Imaging of the renal tract:
Plain abdominal X-ray: may show radio-opaque stones or nephrocalcinosis.
Intravenous (IV) pyelogram: not often used because of potential for contrast nephropathy.
Review all previous measurements of serum creatinine to estimate GFR and assess the rate of deterioration.
Review all medication including over-the-counter drugs; particularly consider recent additions (eg, diuretics, NSAIDs, or any drug capable of causing interstitial nephritis, such as penicillins, cephalosporins, mesalazine).
Urinalysis: haematuria and proteinuria suggest glomerulonephritis, which may progress rapidly.
Clinical assessment: eg, look for sepsis, heart failure, hypovolaemia, palpable bladder.

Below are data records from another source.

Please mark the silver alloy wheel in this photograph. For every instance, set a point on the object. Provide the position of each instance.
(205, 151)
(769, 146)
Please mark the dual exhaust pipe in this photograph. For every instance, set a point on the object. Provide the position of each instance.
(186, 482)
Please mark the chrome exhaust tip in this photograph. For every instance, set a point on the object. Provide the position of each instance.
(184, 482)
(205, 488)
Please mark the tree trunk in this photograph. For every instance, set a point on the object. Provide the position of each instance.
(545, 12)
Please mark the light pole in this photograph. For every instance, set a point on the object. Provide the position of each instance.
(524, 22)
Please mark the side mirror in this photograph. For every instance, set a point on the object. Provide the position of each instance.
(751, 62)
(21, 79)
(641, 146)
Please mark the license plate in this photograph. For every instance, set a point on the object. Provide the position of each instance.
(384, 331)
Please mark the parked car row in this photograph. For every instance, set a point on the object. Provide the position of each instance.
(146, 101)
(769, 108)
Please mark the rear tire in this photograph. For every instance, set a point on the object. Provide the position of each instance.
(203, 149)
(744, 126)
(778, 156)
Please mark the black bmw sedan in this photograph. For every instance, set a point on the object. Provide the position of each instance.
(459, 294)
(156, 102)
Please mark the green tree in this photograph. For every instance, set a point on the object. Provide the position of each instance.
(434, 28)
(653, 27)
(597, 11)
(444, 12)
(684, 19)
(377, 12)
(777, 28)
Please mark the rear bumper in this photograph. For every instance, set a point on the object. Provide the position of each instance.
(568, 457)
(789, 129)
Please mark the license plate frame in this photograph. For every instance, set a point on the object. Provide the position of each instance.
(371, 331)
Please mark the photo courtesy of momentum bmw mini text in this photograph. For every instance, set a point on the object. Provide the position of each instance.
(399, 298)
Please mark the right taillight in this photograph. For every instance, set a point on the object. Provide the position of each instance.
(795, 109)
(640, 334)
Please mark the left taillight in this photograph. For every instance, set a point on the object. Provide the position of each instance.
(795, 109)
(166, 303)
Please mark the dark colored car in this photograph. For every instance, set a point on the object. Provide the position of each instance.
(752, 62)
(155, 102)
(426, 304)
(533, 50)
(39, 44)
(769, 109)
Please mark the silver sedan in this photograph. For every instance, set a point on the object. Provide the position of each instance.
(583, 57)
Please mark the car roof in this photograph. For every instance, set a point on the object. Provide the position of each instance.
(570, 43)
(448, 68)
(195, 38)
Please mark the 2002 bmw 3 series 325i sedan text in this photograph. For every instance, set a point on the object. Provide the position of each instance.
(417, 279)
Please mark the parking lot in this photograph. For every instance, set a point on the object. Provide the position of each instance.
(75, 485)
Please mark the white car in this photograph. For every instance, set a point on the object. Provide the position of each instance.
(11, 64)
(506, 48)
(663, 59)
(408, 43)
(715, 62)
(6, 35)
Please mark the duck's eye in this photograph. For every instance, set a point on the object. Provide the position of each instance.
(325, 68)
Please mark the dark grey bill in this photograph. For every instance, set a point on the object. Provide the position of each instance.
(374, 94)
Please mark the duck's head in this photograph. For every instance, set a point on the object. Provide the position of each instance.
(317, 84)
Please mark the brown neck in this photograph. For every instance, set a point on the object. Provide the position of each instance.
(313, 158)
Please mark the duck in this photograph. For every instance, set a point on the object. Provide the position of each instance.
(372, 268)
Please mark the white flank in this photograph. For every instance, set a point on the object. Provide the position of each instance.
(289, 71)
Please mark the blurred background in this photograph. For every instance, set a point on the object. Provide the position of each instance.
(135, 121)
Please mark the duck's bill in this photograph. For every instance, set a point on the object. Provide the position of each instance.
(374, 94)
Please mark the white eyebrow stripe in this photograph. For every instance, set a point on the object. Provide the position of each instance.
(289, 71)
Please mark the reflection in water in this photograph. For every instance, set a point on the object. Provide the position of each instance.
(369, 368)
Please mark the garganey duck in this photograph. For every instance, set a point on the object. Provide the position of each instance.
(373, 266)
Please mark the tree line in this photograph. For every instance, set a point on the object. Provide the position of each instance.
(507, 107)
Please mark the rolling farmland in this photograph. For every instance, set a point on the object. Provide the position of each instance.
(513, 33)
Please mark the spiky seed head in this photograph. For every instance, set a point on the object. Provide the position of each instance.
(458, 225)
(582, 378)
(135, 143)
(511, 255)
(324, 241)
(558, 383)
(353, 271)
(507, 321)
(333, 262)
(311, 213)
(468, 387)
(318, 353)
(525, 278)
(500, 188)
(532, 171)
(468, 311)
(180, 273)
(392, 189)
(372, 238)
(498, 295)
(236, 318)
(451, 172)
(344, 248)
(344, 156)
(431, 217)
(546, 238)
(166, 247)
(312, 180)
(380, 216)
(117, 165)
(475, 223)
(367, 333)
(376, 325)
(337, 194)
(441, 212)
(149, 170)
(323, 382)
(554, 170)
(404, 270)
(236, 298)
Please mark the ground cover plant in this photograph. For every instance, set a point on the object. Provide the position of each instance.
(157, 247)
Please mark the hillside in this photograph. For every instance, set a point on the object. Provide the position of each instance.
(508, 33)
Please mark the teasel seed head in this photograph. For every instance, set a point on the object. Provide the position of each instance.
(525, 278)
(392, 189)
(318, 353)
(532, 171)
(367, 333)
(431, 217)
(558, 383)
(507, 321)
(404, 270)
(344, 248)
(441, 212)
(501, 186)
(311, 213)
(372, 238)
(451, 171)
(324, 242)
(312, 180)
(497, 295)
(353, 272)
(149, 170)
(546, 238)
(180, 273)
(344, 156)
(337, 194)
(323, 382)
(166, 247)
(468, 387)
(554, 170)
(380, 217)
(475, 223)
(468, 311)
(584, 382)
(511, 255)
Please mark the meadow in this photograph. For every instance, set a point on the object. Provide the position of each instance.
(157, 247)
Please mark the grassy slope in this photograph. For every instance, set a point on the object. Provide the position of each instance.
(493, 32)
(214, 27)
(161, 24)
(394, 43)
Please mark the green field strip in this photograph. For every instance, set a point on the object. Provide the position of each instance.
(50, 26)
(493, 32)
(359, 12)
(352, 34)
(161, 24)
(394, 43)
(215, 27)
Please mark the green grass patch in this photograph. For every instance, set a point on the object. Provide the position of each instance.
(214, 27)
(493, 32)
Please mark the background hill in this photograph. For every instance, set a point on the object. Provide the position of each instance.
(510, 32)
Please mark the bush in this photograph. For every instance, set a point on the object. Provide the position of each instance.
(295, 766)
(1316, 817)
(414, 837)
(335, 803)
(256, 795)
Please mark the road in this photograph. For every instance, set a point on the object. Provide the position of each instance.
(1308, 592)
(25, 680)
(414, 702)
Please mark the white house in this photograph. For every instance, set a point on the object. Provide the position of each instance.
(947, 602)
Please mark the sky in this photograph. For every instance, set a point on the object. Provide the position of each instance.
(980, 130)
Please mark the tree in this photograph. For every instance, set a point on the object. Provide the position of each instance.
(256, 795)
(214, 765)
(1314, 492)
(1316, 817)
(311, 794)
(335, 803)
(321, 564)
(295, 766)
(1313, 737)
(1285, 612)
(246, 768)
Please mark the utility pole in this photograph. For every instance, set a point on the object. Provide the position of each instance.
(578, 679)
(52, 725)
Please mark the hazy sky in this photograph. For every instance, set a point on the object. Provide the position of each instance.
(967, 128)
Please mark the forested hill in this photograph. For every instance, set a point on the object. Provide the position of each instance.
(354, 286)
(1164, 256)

Repeat serum creatinine measurement within five days to exclude rapid progression.
Check criteria for referral (above). If referral is not indicated, ensure entry into a chronic disease management register and programme.
CT scan: to define renal masses and cysts, seen on ultrasound, better; this is the most sensitive test for identifying renal stones.
When symptoms are severe they can be treated only by dialysis and transplantation (end-stage renal disease). Kidney failure is defined as a GFR of less than 15 ml/minute per 1·73 m², or the need for treatment with dialysis or transplantation
Early diagnosis, regular monitoring and early treatment can prevent development and slow disease progression, reduce complications and the risk of cardiovascular disease, and improve survival and quality of life.
Much of the damage caused by CKD occurs early, when interventions may be much more effective.
Rapidly progressive diseases can lead to kidney failure within months. However, most diseases evolve over decades and some patients do not progress during many years of follow-up.
Patients on chronic dialysis have a high incidence of morbidity and mortality. Patients with end-stage renal disease (ESRD) who undergo renal transplantation survive longer than those on chronic dialysis.
CVD is the most common cause of death in patients with CKD. Cardiovascular mortality is doubled in patients with a GFR below 70 ml/minute.